La semana pasada, en un estrepitoso desplegado, los parlamentarios en bola del MoReNa enunciaron que El Supremo “encarna a la Nación, a la Patria y al Pueblo” y que, por lo tanto, dado que ya son una y la misma cosa, quienes lo critiquen traicionan a la Nación y a la Patria y al Pueblo. Tal cual.

Es inevitable pensar que el aumento en el volumen y la estridencia de estas exaltaciones obedece a que La Suprema Encarnación es sensible a lisonjas tales; que las zalamerías que recibe cotidianamente de sus aduladores —gente que lo trata y lo conoce— evidencian que disfruta esos deleites. Nunca ha solicitado moderación en los halagos que le asestan ni censuró el endiosamiento que le enjaretaron sus parlamentarios.

Fue inevitable la respuesta de quienes ahora encarnan la traición. Ante el géiser de dialéctica epistémica de punta que chorreó de las boca y las plumas de sus diputados y senadores sicopompos, hubo quienes ya evocaron la proclama de Luis XIV “El Estado soy yo”, esa que en nuestra versión vernácula es “El Estado (y la Patria, y el Pueblo) soy Nosotros”.

A mí más bien me hizo recordar a Luis Napoleón Bonaparte, cuyos cortesanos enunciaron algo similar: “El Emperador no es un hombre: es un Pueblo”. Pero no sólo por eso.
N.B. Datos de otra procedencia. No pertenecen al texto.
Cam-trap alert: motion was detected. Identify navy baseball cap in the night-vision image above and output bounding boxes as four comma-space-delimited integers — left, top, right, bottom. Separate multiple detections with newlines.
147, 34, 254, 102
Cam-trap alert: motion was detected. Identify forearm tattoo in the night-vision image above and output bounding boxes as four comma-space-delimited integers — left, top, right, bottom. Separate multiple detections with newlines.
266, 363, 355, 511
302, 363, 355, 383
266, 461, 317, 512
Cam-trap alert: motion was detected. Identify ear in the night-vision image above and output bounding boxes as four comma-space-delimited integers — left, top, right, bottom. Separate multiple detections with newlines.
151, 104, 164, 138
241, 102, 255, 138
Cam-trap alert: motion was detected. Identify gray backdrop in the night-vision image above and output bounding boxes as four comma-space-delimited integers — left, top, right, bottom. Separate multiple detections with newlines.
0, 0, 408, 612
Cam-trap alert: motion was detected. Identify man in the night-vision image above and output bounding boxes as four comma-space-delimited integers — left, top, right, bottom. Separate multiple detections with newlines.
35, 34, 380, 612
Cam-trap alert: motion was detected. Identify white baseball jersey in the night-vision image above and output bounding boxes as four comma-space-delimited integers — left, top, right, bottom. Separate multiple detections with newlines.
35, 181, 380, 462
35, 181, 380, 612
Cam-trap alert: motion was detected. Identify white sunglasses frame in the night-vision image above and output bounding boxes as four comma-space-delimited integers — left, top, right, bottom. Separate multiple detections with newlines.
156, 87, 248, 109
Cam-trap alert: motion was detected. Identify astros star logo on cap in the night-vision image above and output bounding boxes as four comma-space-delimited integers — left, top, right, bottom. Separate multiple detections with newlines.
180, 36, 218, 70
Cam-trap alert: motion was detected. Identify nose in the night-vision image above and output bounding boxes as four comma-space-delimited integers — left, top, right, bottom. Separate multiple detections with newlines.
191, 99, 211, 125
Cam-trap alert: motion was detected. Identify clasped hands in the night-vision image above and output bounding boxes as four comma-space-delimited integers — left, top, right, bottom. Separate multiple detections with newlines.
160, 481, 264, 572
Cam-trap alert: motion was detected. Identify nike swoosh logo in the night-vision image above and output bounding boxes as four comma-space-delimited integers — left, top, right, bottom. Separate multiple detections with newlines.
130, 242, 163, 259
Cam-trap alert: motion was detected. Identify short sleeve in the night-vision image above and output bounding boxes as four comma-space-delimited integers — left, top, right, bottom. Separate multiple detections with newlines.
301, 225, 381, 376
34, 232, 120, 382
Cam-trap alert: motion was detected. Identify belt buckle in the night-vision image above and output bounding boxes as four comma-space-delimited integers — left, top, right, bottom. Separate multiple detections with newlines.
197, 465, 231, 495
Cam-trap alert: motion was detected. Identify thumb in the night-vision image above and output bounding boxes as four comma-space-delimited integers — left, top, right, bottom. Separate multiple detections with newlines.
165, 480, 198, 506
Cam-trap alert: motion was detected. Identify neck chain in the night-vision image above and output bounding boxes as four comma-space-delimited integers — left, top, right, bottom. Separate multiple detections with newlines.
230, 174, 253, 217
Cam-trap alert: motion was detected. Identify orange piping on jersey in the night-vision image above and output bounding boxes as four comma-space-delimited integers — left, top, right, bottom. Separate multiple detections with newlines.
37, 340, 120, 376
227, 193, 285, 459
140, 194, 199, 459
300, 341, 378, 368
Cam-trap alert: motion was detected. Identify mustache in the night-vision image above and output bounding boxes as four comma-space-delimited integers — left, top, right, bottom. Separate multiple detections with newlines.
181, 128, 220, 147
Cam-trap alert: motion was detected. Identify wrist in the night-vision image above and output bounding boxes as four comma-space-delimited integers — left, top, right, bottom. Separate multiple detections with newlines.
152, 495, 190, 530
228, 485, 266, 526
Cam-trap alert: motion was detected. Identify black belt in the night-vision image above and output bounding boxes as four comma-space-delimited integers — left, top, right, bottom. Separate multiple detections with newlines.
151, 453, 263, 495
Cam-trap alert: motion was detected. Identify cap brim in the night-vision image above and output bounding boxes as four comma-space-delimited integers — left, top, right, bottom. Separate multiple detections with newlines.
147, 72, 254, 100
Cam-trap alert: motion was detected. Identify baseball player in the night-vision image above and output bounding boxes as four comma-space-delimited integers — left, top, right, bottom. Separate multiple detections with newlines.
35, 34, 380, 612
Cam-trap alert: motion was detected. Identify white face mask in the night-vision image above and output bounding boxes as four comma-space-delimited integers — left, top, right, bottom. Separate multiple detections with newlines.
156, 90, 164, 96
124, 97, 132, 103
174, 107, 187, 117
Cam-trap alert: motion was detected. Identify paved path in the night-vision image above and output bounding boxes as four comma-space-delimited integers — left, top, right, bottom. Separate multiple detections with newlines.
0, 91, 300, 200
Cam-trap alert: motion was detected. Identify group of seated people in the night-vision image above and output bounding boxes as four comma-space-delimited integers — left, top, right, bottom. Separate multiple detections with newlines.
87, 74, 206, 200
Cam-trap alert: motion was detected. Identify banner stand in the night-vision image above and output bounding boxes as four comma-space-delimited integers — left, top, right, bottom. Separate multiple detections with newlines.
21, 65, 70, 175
Aquel pequeño Napoleón (que tanto dañó a México) viajaba obsesivamente por Francia organizando plebiscitos a modo, cuyas decisiones tenían más poder que las del parlamento (una consulta popular le recomendó transformarse de presidente a emperador); proclamó la “democracia directa”; canceló cursos universitarios en La Sorbona; nulificó a sus ministros alegando que sólo él “lo sabía y lo entendía todo”; aborreció a “los intermediarios que estorban el contacto directo entre el pueblo y el poder“ y condenó a la prensa con el argumento de que, como nadie había votado por ella, era una “rival ilegítima del poder público” (cito a Jean-Claude Yon y al Pierre Rosanvallon de El Segundo Imperio).

Y como la soberanía del pueblo tenía que encarnar en una figura, el pequeño Napoleón III acabó siendo proclamado “Hombre-Pueblo”, que es lo mismo que acaban de hacer nuestros insignes parlamentarios dominantes.

No deja de ser curioso que esas ideas cesaristas que el pequeño Napoleón habría impuesto en México de haber triunfado su guerra de intervención (que autorizó un plebiscito popular), nos estén llegando con siglo y medio de retraso, y que lo hagan gracias a nuestro propio “Hombre-Pueblo”, ese que, paradójicamente, tanto admira a quien frustró aquella intervención, el gran Juárez. Pero nuestro “Hombre-Pueblo” mexicano le gana al franchute, pues el nuestro, además de al Pueblo, encarna al Estado y a la Patria..

Ya en serio, la adulación a El Supremo local alcanza niveles alarmantes. Es un concurso abierto de lisonjas que ya roza las que se asignan los tiranos tercermundistas como Mobutu, Perón o Gadaffi, tan dados a confeccionarse títulos disparatados, obras maestras de zalamería.

Debemos controlarnos, antes de empezarle a agregar, a la “Suprema Encarnación”, epítetos como Abrazador Excelso, Pedagogo Monarca, Jonronero Máximo, Aereotransportista Esclarecido, Ferrocarrilero Fascinante, Petrolero Insigne, Soberano de la Pausa, Sepulturero Faraónico, Perdición del Corrupto, Amenaza de España, Susto de Panamá, Pincel de los Moneros, Serenador de la Ansiedad Matutina, Insigne cuyas tonterías se Transforman en genialidad si se deja pasar el debido tiempo, Reconquistador de Texas, Paladín que en buena hora ciñó chipilín y, desde luego, Príncipe de la Humildad.